Ulama yang Menganjurkan Mengangkat Tangan

Yang membolehkan berdalil dengan keumuman hadits yang menunjukkan bahwa di antara adab berdo’a adalah dengan mengangkat tangan. Dari Salman radhiyallahu ‘anhu, ia berkata bahwa Rasulullah shallallahu ‘alaihi wa sallam bersabda,

إِنَّ اللَّهَ حَيِىٌّ كَرِيمٌ يَسْتَحِى إِذَا رَفَعَ الرَّجُلُ إِلَيْهِ يَدَيْهِ أَنْ يَرُدَّهُمَا صِفْرًا خَائِبَتَيْنِ

“Sesungguhnya Allah itu Maha Hidup lagi Mulia, Dia malu jika ada seseorang yang mengangkat tangan menghadap kepada-Nya lantas kedua tangan tersebut kembali dalam keadaan hampa dan tidak mendapatkan hasil apa².” (HR. Tirmidzi no.3556. Syech Al Albani mengatakan bahwa hadits ini shahih).
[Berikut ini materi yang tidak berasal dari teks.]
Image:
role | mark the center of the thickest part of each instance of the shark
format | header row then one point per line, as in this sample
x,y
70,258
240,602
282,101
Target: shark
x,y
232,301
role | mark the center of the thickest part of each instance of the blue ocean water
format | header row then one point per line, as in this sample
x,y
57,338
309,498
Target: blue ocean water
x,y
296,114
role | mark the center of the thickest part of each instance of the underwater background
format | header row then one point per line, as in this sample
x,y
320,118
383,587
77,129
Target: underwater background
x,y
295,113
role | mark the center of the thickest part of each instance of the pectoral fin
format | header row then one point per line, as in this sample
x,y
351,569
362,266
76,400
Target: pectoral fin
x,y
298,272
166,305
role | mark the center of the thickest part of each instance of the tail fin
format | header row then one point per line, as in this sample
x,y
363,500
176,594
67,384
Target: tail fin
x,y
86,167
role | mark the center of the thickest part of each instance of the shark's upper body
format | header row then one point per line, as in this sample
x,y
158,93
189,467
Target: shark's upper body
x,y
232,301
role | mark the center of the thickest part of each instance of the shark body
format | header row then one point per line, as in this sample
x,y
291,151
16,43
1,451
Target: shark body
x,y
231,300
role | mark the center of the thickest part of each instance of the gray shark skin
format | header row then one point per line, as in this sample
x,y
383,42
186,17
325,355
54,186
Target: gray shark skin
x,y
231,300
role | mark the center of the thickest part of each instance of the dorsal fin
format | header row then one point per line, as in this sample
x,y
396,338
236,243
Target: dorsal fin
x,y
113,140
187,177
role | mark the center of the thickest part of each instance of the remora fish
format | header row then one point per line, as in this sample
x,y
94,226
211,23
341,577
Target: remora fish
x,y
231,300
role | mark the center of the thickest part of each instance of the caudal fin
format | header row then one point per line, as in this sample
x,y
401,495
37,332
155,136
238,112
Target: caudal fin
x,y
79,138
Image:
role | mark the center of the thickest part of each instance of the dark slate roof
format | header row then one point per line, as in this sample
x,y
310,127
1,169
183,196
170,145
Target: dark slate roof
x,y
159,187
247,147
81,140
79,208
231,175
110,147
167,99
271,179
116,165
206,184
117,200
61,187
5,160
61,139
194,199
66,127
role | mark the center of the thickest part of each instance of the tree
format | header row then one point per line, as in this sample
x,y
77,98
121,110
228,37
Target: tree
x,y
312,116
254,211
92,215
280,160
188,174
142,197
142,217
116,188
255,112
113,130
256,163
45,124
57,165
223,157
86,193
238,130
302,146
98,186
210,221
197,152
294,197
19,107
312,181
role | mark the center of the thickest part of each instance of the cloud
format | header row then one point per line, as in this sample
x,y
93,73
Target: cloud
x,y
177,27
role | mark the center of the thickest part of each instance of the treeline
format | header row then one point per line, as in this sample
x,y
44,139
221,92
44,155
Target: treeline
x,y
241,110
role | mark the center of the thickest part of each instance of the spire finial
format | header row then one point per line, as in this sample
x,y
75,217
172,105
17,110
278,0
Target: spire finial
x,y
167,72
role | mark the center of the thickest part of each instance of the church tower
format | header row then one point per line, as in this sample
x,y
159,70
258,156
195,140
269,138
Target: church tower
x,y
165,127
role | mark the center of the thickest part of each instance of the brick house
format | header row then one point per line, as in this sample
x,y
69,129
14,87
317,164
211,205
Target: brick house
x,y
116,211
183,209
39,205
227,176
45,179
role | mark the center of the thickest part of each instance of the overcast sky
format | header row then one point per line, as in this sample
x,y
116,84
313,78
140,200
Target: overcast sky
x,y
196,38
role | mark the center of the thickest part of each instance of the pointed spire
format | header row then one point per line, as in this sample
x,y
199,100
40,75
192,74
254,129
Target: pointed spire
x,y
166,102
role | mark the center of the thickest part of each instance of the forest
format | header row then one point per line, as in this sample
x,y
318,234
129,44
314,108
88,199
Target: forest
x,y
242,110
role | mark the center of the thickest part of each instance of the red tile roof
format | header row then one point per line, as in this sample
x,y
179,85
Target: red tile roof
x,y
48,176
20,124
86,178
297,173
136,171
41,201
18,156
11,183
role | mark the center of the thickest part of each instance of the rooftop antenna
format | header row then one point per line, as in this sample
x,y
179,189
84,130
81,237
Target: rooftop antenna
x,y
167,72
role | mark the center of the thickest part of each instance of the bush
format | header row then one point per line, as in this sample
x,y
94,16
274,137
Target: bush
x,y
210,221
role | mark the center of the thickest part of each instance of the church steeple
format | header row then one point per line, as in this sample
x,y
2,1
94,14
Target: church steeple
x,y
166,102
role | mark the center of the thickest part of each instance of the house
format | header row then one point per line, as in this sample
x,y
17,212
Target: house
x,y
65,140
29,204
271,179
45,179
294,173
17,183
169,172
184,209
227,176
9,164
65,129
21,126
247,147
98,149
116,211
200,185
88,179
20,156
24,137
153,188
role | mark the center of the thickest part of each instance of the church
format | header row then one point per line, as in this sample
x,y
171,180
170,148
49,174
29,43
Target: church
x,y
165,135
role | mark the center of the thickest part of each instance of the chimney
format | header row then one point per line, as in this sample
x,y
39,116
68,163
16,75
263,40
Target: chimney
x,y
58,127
Hadits ini adalah hadits umum untuk mengangkat tangan dalam setiap do’a.

Yang membolehkan hal ini adalah sebagian salaf dan sebagian ulama Malikiyah, sebagaimana dikatakan oleh Al Qodhi Husain (Syarh Muslim 6: 162).

Di antara dalil mereka lagi adalah ketika do’a khutbah Jum’at Nabi shallallahu ‘alaihi wa sallam mengangkat tangan yaitu saat do’a istisqo (minta hujan).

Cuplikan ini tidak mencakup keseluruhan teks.